The ALU, which officially launched in April 2021, is composed entirely of current and former Amazon workers and runs on a combination of volunteer labor and GoFundMe donations. They received support from a pro bono lawyer, who sat in the vote tally room on Thursday beside Amazon’s six high-priced attorneys.
The upstart union drew skepticism from some corners of the labor movement, who doubted that an inexperienced all-volunteer union with no dues-paying members could take on such a deep-pocketed virulently anti-union company. ALU organizers saw similar skepticism from Amazon in its early days, and used it to their benefit.
“Amazon thought we were so grassroots and disorganized and inexperienced that I think they kept thinking that we would give up before every milestone,” said ALU vice president of membership Connor Spence, before the results came in. “That made it difficult for them to be consistent in their campaign against us.”
But organizers claimed a crucial advantage over established national unions. As Amazon workers, they knew firsthand what associates went through and how to speak to their concerns. “We’re very trusted veterans in our departments, so it’s easy to reach a large number of people, whereas organizers on the outside really can’t do that,” said Spence. When Amazon attempted to paint the ALU as a third-party interloper, as it did with the RWDSU in Bessemer, “they lose credibility when people find out we’re just workers.”

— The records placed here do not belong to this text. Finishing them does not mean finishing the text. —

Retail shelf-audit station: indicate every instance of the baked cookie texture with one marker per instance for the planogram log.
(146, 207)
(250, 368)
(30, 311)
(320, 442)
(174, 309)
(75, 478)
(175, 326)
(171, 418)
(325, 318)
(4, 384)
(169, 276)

The ALU also benefited from geography. “New York City is a union town,” said RWDSU president Stuart Appelbaum during a Thursday evening press conference, noting that he was “thrilled” for the ALU, which at that time was ahead in the results. “It is one of the most union-friendly towns in one of the most union-friendly cities in the United States. Alabama, on the other hand, has a different environment. It’s a right-to-work state with very, very low union density.” (Unions in right-to-work states cannot require workers to pay dues or union membership fees, blunting their power.)